Magnano et al. [33] used a KF-HMM scheme which decreased error in the prediction process and achieved a prediction accuracy 90%. For fair comparison, the proposed PHO schemes and the existing ones are based on the random movement of the MS where the obtained results are reported in Table 3 and visually displayed in Fig 18.

Table 3. Prediction accuracy.

Prediction Schemes Prediction Accuracy Improvement ratio
Over existing Schemes
Bellavista, et al 2006 [20] 65% 34%
Becvar, 2009 [26] 45% 44%
Becvar, et al 2011 [28] 93% 6%
Sadiq, et al 2014 [31] 93% 6%
Magnano, et al 2016 [33] 90% 9%
Farooq 2017 [53] 90% 9%
Feltrin et al. 2018 [54] 90% 9%
Han et al. 2018 [55] 87% 12%
Proposed RSSI-based PHO 99% ------
Proposed Multi-criteria PHO 99% ------

Fig 18. Maximum prediction accuracy.

Fig 18

Goudarzi et al. [32] presented the IRBF–FFA prediction scheme which is based on a fixed route and a constant MS’ speed with a specific number of stations. Their scheme achieved an accuracy rate between 97% and 99%. Based on the same conditions, the proposed PHO schemes achieve an accuracy rate equal to 100%. It is observed that the proposed PHO schemes outperformed all existing schemes whatever the movement manner is random or fixed.

The throughput improved ratio is computed and compared to existing schemes, depending on MS’ random mobility manner and in a fixed MS’ speed. The comparison is introduced in Table 4.

Table 4. Results for random mobility and fixed speed.

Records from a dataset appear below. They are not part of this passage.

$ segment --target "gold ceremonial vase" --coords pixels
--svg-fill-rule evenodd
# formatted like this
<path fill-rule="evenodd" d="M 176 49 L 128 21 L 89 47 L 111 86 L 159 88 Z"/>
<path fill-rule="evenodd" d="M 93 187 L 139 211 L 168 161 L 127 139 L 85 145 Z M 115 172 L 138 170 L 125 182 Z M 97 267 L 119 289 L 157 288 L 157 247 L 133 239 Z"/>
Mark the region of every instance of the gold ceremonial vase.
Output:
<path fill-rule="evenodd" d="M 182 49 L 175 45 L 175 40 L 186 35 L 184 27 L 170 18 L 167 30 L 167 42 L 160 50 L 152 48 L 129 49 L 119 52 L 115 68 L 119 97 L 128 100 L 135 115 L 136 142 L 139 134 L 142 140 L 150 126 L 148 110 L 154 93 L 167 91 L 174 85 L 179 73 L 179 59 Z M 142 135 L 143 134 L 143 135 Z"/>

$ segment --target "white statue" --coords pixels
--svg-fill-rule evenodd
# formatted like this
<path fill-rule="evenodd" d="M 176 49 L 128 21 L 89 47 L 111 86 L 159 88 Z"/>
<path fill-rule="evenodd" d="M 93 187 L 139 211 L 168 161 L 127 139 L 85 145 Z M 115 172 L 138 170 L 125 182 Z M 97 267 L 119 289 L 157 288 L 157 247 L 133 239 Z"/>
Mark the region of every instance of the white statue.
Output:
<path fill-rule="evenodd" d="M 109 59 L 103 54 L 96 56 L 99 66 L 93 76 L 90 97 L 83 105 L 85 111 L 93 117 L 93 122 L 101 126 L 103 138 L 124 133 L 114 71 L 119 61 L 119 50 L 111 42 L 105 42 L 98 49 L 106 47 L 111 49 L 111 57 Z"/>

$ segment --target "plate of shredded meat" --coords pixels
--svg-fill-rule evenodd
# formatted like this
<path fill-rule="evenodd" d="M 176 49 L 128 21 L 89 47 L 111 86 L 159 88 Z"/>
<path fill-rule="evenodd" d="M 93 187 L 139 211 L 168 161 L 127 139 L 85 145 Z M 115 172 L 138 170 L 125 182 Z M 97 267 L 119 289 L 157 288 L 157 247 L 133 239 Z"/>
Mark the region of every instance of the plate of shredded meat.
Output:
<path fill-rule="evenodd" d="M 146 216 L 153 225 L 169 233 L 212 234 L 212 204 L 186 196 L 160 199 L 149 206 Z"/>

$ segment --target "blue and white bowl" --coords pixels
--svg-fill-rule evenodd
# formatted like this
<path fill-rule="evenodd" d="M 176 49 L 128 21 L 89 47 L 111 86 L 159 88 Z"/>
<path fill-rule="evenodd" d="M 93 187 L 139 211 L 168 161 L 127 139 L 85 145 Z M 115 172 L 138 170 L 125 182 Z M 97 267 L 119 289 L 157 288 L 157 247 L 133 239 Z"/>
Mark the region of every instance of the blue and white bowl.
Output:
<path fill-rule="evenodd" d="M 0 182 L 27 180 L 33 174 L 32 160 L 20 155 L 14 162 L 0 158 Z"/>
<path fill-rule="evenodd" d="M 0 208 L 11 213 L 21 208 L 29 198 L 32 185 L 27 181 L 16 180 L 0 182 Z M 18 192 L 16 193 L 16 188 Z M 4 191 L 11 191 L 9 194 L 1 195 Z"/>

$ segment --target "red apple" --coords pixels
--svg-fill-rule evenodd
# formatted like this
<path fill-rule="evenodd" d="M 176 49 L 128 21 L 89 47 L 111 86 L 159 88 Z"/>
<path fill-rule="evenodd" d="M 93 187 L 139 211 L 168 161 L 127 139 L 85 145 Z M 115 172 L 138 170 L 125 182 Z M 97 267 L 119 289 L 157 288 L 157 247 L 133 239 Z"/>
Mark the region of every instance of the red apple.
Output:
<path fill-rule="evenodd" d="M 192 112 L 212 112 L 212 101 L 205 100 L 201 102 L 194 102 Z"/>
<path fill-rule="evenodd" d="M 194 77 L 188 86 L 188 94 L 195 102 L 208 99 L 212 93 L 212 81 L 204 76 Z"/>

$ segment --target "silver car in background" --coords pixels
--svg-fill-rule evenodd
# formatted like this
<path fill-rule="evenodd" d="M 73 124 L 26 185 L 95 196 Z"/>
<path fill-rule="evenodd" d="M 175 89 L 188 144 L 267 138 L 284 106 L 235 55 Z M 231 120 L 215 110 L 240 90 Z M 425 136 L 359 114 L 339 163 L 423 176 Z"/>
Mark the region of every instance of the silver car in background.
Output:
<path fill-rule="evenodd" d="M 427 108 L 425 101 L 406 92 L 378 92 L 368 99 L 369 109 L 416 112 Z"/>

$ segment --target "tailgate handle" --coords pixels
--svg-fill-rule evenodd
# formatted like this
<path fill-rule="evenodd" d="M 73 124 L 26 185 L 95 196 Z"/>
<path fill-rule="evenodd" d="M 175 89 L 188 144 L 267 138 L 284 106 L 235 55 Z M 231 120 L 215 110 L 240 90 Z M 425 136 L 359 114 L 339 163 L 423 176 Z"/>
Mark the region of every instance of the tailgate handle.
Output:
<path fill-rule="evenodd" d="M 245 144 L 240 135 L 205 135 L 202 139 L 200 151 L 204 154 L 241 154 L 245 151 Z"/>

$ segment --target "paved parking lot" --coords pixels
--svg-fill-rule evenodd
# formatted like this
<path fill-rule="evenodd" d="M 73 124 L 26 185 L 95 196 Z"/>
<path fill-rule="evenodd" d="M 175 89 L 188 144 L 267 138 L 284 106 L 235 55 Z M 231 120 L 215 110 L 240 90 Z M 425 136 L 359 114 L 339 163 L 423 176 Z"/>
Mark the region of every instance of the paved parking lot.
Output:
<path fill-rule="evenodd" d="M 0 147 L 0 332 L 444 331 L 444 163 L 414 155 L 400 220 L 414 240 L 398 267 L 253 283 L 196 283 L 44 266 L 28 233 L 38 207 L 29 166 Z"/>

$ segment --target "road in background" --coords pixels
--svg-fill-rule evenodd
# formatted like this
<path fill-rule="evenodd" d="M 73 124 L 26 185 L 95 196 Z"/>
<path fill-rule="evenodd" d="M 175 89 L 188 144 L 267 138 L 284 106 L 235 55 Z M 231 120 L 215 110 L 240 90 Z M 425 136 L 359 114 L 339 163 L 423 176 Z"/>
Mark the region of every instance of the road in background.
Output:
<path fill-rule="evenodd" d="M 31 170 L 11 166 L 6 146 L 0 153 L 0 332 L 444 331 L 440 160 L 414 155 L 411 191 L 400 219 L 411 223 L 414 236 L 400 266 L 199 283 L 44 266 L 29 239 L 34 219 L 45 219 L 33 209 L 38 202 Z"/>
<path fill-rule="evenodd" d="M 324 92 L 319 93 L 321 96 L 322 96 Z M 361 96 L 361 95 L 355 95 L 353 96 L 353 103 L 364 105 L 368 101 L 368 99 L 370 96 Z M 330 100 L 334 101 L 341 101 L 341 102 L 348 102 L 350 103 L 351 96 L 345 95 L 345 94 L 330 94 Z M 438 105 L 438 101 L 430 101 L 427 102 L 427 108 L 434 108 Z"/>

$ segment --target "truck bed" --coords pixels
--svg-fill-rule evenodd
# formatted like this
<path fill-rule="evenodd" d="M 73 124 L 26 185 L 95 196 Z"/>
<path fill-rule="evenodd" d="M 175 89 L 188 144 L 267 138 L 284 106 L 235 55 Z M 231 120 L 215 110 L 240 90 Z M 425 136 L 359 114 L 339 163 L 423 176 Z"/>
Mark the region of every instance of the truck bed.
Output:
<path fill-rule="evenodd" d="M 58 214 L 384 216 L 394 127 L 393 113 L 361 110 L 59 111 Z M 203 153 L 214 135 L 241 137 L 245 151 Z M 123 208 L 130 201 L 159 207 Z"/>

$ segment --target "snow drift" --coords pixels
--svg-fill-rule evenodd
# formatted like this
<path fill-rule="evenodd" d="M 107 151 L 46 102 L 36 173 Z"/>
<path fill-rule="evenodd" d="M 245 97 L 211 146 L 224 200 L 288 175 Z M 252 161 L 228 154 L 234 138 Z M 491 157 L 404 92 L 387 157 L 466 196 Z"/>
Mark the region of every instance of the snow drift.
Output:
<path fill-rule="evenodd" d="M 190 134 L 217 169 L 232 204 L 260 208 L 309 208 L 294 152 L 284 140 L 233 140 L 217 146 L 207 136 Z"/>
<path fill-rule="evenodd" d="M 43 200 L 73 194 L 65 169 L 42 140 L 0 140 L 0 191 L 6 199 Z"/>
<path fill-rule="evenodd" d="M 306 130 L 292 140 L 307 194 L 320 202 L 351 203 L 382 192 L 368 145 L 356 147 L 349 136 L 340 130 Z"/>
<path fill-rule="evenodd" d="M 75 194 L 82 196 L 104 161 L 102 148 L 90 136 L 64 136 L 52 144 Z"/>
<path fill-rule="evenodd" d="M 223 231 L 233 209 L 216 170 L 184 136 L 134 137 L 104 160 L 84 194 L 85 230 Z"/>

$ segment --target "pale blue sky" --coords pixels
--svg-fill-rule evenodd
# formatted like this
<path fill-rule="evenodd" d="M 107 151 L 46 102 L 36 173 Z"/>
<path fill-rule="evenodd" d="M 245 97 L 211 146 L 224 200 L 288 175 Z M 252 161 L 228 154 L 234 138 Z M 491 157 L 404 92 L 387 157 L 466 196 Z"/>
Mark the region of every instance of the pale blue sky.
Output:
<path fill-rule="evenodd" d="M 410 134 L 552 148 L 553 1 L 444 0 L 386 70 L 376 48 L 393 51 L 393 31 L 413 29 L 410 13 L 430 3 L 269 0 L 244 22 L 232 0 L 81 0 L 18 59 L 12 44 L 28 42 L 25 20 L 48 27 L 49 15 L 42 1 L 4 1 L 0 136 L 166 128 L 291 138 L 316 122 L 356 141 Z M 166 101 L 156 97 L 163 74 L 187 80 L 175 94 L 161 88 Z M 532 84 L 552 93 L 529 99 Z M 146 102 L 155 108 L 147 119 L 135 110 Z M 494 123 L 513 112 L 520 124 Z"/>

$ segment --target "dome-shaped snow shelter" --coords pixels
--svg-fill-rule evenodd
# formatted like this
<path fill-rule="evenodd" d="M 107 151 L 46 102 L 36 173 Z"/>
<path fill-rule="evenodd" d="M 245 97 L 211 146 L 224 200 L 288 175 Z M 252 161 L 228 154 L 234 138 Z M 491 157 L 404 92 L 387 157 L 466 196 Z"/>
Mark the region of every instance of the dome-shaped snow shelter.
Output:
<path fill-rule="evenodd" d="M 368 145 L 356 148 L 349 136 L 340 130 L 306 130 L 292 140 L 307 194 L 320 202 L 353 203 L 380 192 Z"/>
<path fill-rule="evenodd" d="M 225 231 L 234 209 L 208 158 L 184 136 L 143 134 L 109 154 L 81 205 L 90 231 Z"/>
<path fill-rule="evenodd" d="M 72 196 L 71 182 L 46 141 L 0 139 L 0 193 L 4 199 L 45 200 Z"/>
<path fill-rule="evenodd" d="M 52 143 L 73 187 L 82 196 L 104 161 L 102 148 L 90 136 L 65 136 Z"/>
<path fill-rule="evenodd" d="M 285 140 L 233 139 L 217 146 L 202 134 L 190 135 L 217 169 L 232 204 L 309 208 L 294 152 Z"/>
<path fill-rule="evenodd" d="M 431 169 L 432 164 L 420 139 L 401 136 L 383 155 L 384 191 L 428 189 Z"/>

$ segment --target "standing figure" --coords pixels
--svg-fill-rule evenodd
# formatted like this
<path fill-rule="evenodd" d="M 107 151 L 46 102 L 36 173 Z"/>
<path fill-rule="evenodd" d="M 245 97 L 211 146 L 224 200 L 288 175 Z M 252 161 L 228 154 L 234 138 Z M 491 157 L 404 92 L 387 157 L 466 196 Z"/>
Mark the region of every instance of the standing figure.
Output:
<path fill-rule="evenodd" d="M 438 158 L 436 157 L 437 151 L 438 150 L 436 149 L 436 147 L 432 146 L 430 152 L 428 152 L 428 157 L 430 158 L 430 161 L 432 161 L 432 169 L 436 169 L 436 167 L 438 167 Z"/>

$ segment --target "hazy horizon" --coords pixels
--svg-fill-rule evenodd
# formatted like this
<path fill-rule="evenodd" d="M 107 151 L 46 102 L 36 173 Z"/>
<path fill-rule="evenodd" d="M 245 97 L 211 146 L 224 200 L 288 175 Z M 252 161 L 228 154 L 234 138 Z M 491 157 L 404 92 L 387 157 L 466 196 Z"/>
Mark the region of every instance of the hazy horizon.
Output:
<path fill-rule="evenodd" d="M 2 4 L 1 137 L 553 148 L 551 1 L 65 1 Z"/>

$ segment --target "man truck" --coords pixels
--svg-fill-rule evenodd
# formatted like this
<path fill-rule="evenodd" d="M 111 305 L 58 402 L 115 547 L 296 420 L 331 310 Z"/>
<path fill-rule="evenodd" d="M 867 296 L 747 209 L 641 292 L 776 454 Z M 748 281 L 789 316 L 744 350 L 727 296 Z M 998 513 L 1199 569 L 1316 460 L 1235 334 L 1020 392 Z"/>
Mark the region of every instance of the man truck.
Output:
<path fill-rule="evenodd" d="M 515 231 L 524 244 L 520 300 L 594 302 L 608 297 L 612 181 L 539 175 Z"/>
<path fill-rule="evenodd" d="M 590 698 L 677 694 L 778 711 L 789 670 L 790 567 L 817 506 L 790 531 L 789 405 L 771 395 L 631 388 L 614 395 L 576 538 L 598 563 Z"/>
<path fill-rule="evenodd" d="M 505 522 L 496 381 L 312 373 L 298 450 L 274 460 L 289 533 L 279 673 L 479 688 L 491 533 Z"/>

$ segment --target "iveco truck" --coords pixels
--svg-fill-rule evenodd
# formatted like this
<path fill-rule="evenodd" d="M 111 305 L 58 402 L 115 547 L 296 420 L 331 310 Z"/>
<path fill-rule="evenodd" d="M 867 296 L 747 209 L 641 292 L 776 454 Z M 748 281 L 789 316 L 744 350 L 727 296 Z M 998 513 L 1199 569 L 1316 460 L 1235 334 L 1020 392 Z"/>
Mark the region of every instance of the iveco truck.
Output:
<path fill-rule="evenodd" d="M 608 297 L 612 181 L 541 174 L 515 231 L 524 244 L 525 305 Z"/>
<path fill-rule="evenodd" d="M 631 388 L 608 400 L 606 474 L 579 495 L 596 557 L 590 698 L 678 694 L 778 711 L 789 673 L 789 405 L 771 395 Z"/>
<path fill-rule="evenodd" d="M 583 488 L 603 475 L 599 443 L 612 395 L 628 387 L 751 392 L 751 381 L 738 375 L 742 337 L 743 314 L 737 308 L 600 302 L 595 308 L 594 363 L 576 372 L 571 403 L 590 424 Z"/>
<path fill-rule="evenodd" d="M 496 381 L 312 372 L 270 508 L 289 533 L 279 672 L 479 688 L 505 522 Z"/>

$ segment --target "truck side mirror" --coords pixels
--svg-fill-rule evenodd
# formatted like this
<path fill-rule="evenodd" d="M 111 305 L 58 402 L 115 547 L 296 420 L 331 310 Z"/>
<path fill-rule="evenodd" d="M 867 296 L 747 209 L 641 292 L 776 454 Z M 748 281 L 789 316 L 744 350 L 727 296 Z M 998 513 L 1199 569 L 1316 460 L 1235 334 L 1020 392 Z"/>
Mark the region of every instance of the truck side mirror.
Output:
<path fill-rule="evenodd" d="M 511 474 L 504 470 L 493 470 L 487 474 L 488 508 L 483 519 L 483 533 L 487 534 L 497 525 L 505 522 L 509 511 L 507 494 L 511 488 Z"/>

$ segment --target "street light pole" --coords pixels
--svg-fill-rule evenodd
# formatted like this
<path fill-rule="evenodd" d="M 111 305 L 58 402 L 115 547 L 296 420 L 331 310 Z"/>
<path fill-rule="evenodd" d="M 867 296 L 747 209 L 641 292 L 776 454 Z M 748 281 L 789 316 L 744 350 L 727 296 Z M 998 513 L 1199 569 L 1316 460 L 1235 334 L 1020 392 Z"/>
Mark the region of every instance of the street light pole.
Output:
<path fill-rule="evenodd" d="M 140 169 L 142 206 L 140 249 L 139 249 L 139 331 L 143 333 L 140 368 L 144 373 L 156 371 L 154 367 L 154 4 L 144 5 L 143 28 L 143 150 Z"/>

Prediction Schemes Throughput Improved ratio
Wang et al. 2014 [6] 8.7%
Chen et al. 2014 [56] 11%
Tao et al. 2016 [57] 14%
Ahmad et al. 2018 [58] 14.9%
Proposed RSSI-based PHO 20%
Proposed Multi-criteria PHO 25%

Conclusion

Two novel vertical handover prediction schemes based on channel features are proposed in this paper. The proposed PHO schemes are used with both heterogeneous as well as homogenous networks. Two new thresholds are defined and used in the proposed schemes to minimize the number of redundant handovers. The first proposed scheme is based on monitoring the RSSI values of all nearby stations. It achieves a prediction success with percentage 99% in the predefined surrounding areas using random MS’ movement manner. The second proposed prediction scheme is based on multi-criteria prediction and decision process. It used the SNR, the available bandwidth, the MS’ data rate and the RSSI values. It achieves a success rate 99% in the predefined simulation area.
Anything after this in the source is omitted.